So I stumbled upon Rob Vesse’s tweet the other day, where he said he was about to use MongoDB for storing RDF. A week earlier I watched a nice video about links and link walking in Riak, “a Dynamo-inspired key/value store that scales predictably and easily” (see also the Wiki doc).
The main issue then was how to map the RDF graph into Riak buckets, objects and keys. Here is what I came up so far – I use a RDF resource-level approach with a special object key that I called
:id, which is the RDF resource URI or the bNode. Further, in order to maintain the graph provenance, I store the original RDF document URI in the metadata of the Riak bucket.

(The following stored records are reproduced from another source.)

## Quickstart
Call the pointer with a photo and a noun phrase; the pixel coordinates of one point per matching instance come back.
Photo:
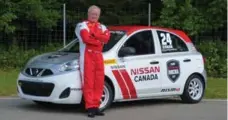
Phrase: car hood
(56, 57)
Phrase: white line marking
(215, 100)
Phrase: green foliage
(215, 53)
(45, 13)
(16, 57)
(193, 16)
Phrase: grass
(8, 82)
(216, 87)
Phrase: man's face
(93, 15)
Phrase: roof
(132, 28)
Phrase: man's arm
(85, 35)
(103, 36)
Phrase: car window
(142, 42)
(171, 43)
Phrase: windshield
(114, 38)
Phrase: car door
(175, 60)
(141, 69)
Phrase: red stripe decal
(121, 84)
(129, 83)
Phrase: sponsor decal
(75, 89)
(173, 70)
(118, 67)
(170, 89)
(110, 61)
(145, 74)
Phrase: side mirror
(126, 51)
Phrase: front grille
(36, 88)
(35, 72)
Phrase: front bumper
(40, 89)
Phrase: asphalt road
(166, 109)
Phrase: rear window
(171, 43)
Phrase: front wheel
(107, 97)
(193, 90)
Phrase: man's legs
(99, 80)
(88, 87)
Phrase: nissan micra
(141, 62)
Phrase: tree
(45, 13)
(193, 16)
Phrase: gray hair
(92, 7)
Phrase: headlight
(73, 65)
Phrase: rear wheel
(194, 90)
(107, 97)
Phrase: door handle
(187, 60)
(154, 62)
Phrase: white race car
(140, 63)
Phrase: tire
(107, 97)
(194, 90)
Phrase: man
(92, 36)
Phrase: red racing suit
(92, 37)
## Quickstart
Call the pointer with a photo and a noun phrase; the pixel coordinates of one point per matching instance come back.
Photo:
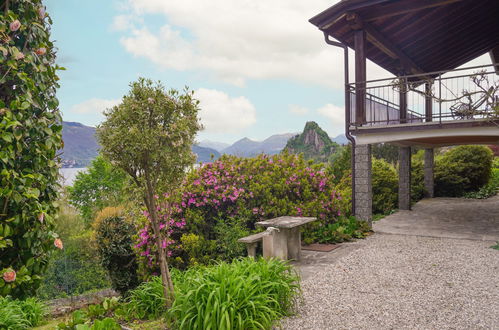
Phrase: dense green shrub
(100, 186)
(244, 294)
(462, 169)
(384, 186)
(489, 190)
(75, 269)
(146, 301)
(20, 314)
(343, 230)
(224, 199)
(30, 135)
(113, 236)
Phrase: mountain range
(80, 146)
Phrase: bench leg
(293, 238)
(275, 246)
(251, 248)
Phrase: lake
(69, 175)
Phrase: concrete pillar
(363, 189)
(405, 178)
(428, 173)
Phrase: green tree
(30, 135)
(101, 185)
(150, 135)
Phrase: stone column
(363, 189)
(428, 173)
(405, 178)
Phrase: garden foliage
(100, 186)
(244, 294)
(20, 314)
(462, 169)
(221, 201)
(77, 268)
(113, 237)
(30, 135)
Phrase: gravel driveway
(403, 282)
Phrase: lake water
(69, 175)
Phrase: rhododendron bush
(30, 135)
(238, 192)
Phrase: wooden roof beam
(383, 44)
(401, 7)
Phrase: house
(431, 101)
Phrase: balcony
(413, 109)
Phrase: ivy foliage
(30, 135)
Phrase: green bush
(221, 202)
(343, 230)
(20, 314)
(74, 270)
(30, 136)
(384, 186)
(244, 294)
(113, 236)
(462, 169)
(100, 186)
(489, 190)
(146, 302)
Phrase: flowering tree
(246, 190)
(30, 135)
(150, 135)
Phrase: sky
(258, 67)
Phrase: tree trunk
(168, 289)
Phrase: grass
(20, 314)
(244, 294)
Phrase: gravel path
(404, 282)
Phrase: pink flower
(15, 25)
(19, 56)
(9, 276)
(41, 51)
(41, 12)
(58, 243)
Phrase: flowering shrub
(244, 190)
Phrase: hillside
(80, 145)
(314, 143)
(249, 148)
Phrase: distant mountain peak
(313, 142)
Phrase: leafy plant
(345, 229)
(20, 314)
(224, 199)
(462, 169)
(101, 185)
(113, 237)
(149, 136)
(244, 294)
(30, 135)
(146, 301)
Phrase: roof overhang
(416, 36)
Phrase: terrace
(430, 100)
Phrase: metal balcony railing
(461, 94)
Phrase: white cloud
(221, 113)
(94, 106)
(237, 40)
(298, 110)
(336, 116)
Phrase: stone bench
(251, 242)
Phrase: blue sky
(257, 66)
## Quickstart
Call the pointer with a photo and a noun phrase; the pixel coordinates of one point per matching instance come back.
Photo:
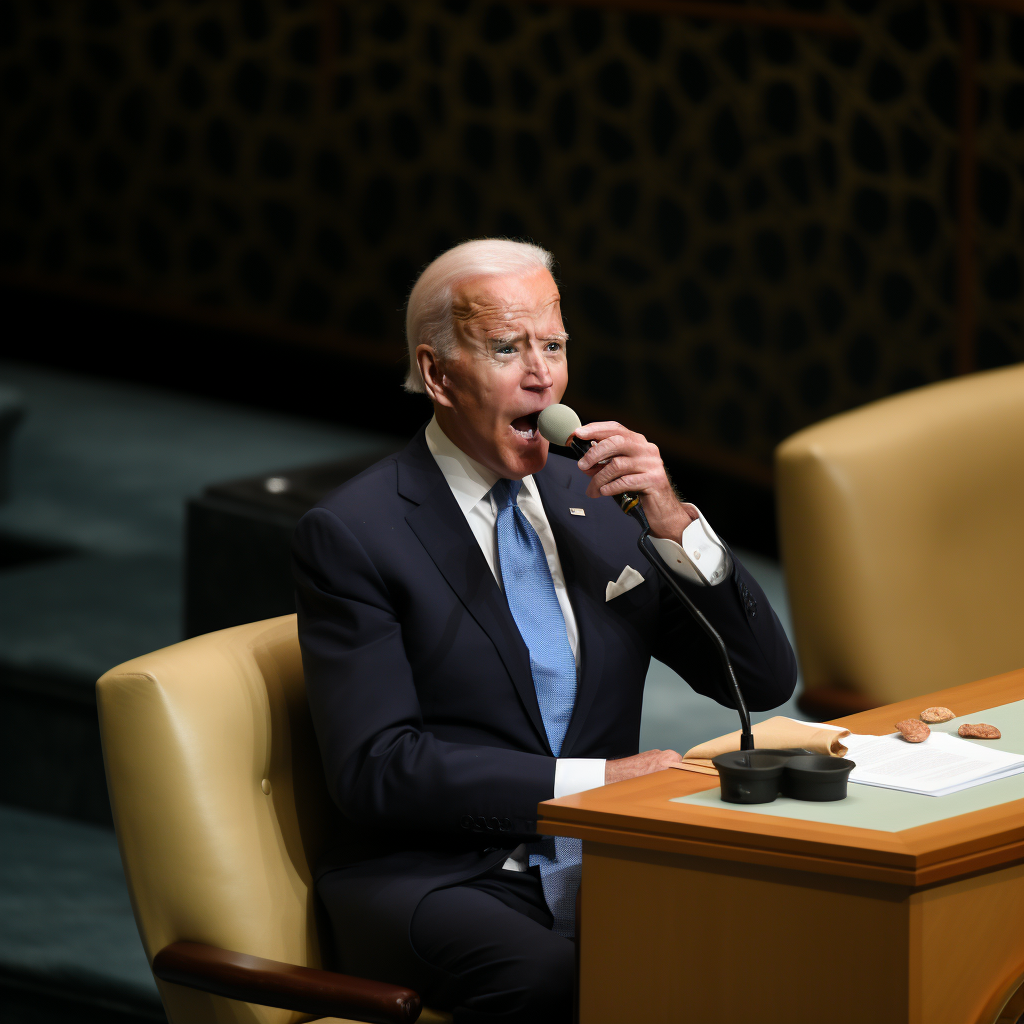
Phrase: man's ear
(433, 377)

Each RDF resource is mapped into a Riak object; for each literal RDF object value the literal value is stored directly via an Riak object-key, for each resource object (URI ref or bNode), I use a Link header.
Enough words. Action.
Take the following RDF graph (in Turtle):
:i foaf:name "Michael Hausenblas" ;
foaf:knows <http://richard.cyganiak.de/foaf.rdf#cygri> .
To store the above RDF graph in Riak I would then using the following curl commands:
curl -X PUT -d 'Michael Hausenblas' http://127.0.0.1:8098/riak/res0/foaf:name
curl -X PUT -d 'http://sw-app.org/mic.xhtml#i' http://127.0.0.1:8098/riak/res0/:id
curl -X PUT -d 'http://richard.cyganiak.de/foaf.rdf#cygri' http://127.0.0.1:8098/riak/res1/:id
curl -X PUT -d 'http://sw-app.org/mic.xhtml#i' -H "Link: </riak/res1/:id>; riaktag=\"foaf:knows\"" http://127.0.0.1:8098/riak/res0/:id
Then, querying the store is straight-forward like this (here: list all people I know)
Yes, I know, the prefixes like
foaf: etc. need to be taken care of (but that’s rather easy, can be put in the bucket’s metadata as well, along with the prefix.cc service. Further, the bNodes might cause troubles. And there is no smushing via
owl:sameAs or IFPs (yet). But the most challenging area is maybe how to map a SPARQL query onto Riak’s link walking syntax.